Last week, Quebec’s Advisory Committee on Climate Change published a review highlighting key recommendations to improve the province’s cap-and-trade program, SPEDE, as requested by the province’s environment ministry, MELCCFP. This follows a July report which called for more stringent changes to the program, to better align with climate goals.
The review highlights the need for amendments in compliance periods, the use of offsets, and free allocations within the program. These recommendations come as California, which has a linked market with Quebec through the WCI since 2014, is undergoing revisions to its stringency, set to be formalized by 2025-26.
The first recommendation is to remove allowances from the emissions cap by 2030. This would reduce the allocation of free allowances by limiting supply, which can be effective in accelerating decarbonization. They suggest removing 17 million allowances from Quebec’s cap by 2030 to better align with emission reduction targets. Removing 17 million has already been floated by MELCCFP at a joint November 2023 Cap-and-Trade workshop with California. The 17 million represents the actual 2013 to 202 gap between the total supply and total demand for compliance instruments in Quebec.
The second recommendation is to extend the program through 2040 and shorten the compliance periods from three to two years starting in 2027 to better align with the target years and key milestones in the province’s decarbonization strategy. Aligning compliance periods to target years has already been under discussion in the pre-rulemaking proposals from both jurisdictions. Quebec's modeling has focused mostly on 2030 to date.

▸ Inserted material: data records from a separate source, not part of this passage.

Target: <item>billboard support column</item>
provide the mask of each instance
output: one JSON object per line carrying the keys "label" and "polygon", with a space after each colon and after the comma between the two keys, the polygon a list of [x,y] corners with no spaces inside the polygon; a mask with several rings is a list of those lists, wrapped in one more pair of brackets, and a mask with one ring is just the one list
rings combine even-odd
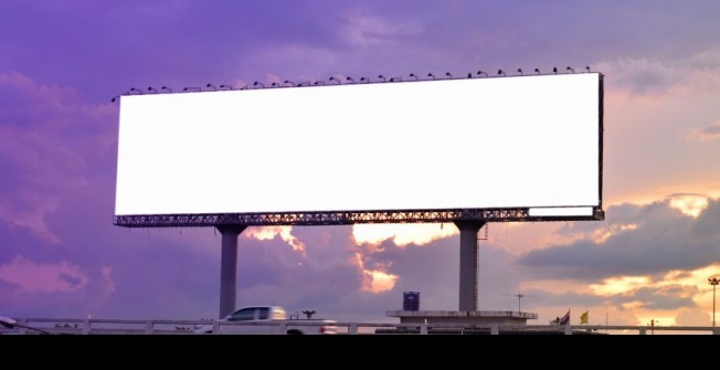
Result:
{"label": "billboard support column", "polygon": [[235,310],[237,294],[237,236],[246,226],[215,226],[222,234],[220,260],[220,318]]}
{"label": "billboard support column", "polygon": [[460,231],[460,311],[477,310],[478,249],[477,232],[485,225],[483,221],[455,221]]}

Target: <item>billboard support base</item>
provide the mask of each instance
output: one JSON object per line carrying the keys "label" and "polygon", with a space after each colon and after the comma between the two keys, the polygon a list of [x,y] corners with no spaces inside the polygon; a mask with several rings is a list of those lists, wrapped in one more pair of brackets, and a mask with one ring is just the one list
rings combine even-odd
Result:
{"label": "billboard support base", "polygon": [[477,233],[484,221],[455,221],[460,231],[460,281],[458,310],[477,310],[478,249]]}
{"label": "billboard support base", "polygon": [[235,310],[237,294],[237,236],[246,226],[215,226],[222,234],[220,261],[220,318]]}

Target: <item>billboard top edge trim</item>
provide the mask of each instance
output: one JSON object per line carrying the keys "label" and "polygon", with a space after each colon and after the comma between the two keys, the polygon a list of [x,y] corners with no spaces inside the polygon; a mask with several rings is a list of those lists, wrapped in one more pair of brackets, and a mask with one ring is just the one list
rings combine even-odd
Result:
{"label": "billboard top edge trim", "polygon": [[[321,84],[310,84],[310,85],[285,85],[279,84],[278,86],[263,86],[263,87],[251,87],[245,85],[240,88],[223,88],[223,89],[202,89],[202,87],[186,87],[184,91],[158,91],[157,93],[140,93],[140,94],[130,94],[129,92],[120,94],[120,101],[125,97],[147,97],[156,95],[183,95],[183,94],[202,94],[202,93],[230,93],[230,92],[251,92],[251,91],[274,91],[274,89],[285,89],[285,88],[308,88],[308,87],[336,87],[336,86],[363,86],[363,85],[378,85],[378,84],[402,84],[402,83],[447,83],[447,82],[462,82],[462,81],[494,81],[494,80],[504,80],[504,78],[515,78],[515,77],[570,77],[570,76],[584,76],[584,75],[597,75],[602,80],[605,75],[602,72],[579,72],[579,73],[543,73],[543,74],[522,74],[522,75],[489,75],[486,77],[452,77],[452,78],[434,78],[434,80],[404,80],[401,77],[400,81],[367,81],[367,82],[350,82],[350,83],[326,83],[324,80],[320,80]],[[391,80],[394,77],[391,77]],[[192,88],[192,89],[189,89]]]}

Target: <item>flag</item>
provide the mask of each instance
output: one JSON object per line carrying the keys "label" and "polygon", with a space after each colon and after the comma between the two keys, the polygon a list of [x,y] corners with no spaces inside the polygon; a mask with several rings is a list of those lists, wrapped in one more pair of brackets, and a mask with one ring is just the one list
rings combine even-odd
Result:
{"label": "flag", "polygon": [[558,325],[568,325],[568,324],[570,324],[570,309],[568,309],[568,314],[561,317],[560,323],[558,323]]}
{"label": "flag", "polygon": [[570,309],[568,309],[568,314],[563,317],[558,317],[557,319],[550,321],[550,325],[568,325],[570,324]]}

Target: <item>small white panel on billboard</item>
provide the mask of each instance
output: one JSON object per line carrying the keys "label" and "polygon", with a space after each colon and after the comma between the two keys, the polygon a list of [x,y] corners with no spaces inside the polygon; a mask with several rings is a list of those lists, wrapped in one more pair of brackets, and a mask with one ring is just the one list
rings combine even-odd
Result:
{"label": "small white panel on billboard", "polygon": [[115,212],[599,207],[600,78],[123,96]]}

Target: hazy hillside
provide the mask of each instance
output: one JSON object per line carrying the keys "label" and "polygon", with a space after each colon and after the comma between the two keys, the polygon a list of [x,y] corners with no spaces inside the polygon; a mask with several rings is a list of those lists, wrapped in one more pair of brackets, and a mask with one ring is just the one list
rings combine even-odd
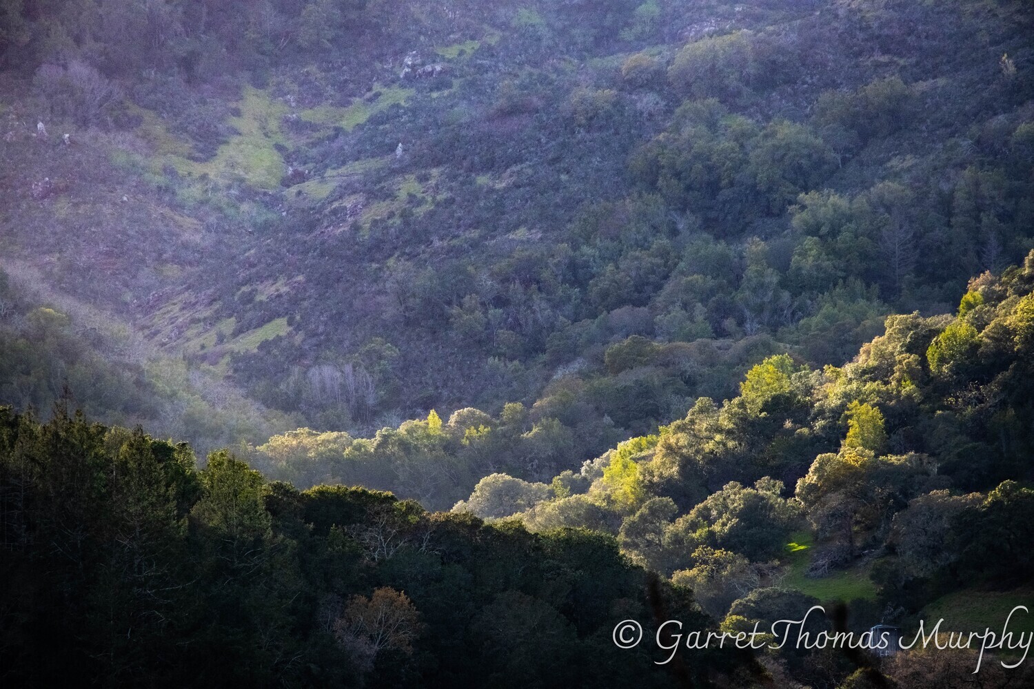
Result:
{"label": "hazy hillside", "polygon": [[[646,571],[726,630],[834,599],[909,626],[977,589],[953,624],[998,624],[1034,575],[1032,36],[1027,0],[3,3],[12,677],[47,683],[26,639],[53,632],[115,685],[187,682],[202,639],[251,668],[223,684],[446,685],[490,657],[486,686],[627,679],[647,653],[557,668],[661,619]],[[220,448],[265,478],[194,466]],[[78,570],[39,550],[69,514],[101,554]],[[162,586],[205,582],[140,656],[83,640],[150,615],[116,546],[138,518]],[[401,554],[361,556],[387,523]],[[258,569],[220,569],[225,529]],[[536,573],[488,582],[518,551]],[[22,606],[37,575],[79,617]],[[457,609],[527,618],[458,632],[460,581]],[[347,614],[374,590],[408,630],[379,660]],[[704,655],[650,677],[911,687],[969,662]]]}

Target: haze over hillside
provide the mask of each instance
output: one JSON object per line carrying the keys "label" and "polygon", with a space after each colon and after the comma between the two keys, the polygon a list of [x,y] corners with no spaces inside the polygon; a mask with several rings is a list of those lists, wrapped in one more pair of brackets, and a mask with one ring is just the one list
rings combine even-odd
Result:
{"label": "haze over hillside", "polygon": [[[216,528],[196,505],[219,471],[250,486],[270,553],[337,547],[345,522],[333,538],[367,549],[357,534],[387,512],[416,549],[470,512],[550,553],[554,529],[592,531],[586,553],[632,568],[578,594],[594,605],[641,567],[729,629],[792,607],[758,593],[783,584],[861,601],[869,622],[911,624],[971,583],[991,606],[1024,600],[1032,36],[1025,0],[7,2],[3,466],[35,447],[49,484],[39,439],[94,432],[82,446],[121,466],[128,436],[62,417],[82,408],[174,441],[126,450],[164,467],[169,525]],[[197,473],[179,441],[293,488],[230,456]],[[321,493],[337,484],[455,513]],[[974,525],[992,535],[967,539]],[[179,528],[161,538],[200,552]],[[998,541],[1005,564],[981,568]],[[337,603],[282,614],[305,626],[374,583],[420,591],[424,565],[396,576],[382,556],[344,583],[298,564]],[[574,615],[529,587],[470,595]],[[602,609],[572,633],[609,633]],[[200,619],[175,623],[182,638]],[[399,676],[353,648],[327,675],[266,658],[248,681],[354,664],[426,683],[449,653],[418,644],[406,664],[406,645]],[[765,671],[787,682],[849,675],[780,662]],[[712,669],[730,666],[747,667]],[[891,675],[915,686],[907,669]]]}

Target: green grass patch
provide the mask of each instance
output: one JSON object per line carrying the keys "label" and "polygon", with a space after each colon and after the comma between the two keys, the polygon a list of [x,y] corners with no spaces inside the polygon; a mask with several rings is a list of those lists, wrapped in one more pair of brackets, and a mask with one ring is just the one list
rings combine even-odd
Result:
{"label": "green grass patch", "polygon": [[[369,101],[369,98],[376,92],[379,92],[381,95],[376,100]],[[298,115],[306,122],[312,122],[325,127],[339,126],[352,131],[377,113],[386,111],[392,105],[405,105],[413,94],[413,89],[403,89],[397,86],[376,88],[347,107],[320,105],[302,111]]]}
{"label": "green grass patch", "polygon": [[943,618],[942,630],[1000,632],[1009,612],[1016,605],[1026,605],[1031,612],[1016,610],[1009,621],[1009,629],[1034,633],[1034,589],[956,591],[926,605],[919,617],[926,621],[927,628]]}
{"label": "green grass patch", "polygon": [[465,40],[462,43],[454,43],[445,48],[435,49],[435,53],[448,60],[455,60],[460,53],[465,53],[464,57],[470,57],[476,50],[481,48],[480,40]]}
{"label": "green grass patch", "polygon": [[815,596],[821,601],[876,599],[876,585],[869,576],[871,565],[852,567],[821,578],[805,576],[804,572],[812,563],[813,546],[810,533],[801,531],[793,534],[792,540],[784,546],[786,555],[783,557],[783,564],[789,566],[789,571],[783,580],[783,586]]}
{"label": "green grass patch", "polygon": [[291,332],[286,318],[271,320],[262,327],[242,333],[226,343],[226,348],[237,352],[254,351],[266,340],[272,340]]}

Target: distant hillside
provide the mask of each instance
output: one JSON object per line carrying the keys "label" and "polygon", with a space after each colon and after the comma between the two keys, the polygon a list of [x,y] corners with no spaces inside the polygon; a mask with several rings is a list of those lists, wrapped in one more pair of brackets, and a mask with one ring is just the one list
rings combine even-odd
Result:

Additionally, they recommend expanding the scope of the program to cover more sectors, particularly industrial entities emitting between 10,000 and 25,000 tonnes of CO2e, and incorporating the waste sector due to its contribution to methane emissions.
Finally, the report advocates for eliminating the use of offsets within the SPEDE. The committee argues that the use of offsets may result in transferring reductions from uncovered sectors to those covered by the program and artificially raise the emission ceiling. However, the committee recommends maintaining the current regulatory basis for offset credit projects in Quebec but reserving their use to the government exclusively. Workshops to date, including from October 2023, have suggested there would be no changes to Quebec's Cap-and-Trade offsets program before 2027.
These recommendations point towards an ambitious push towards a more stringent carbon market in Quebec, aligning with similar amendments in California. The rulemaking is expected to result in higher allowance prices. The proposed changes aim to accelerate decarbonization across Quebec’s economy, with the committee stressing the importance of aligning post-2030 emissions caps with future targets. The Quebec government is expected to publish proposed regulations or legislation for the cap-and-trade program in September 2024, with enactment anticipated in 2025.
ClearBlue will continue to monitor developments and will update clients as the developments unfold.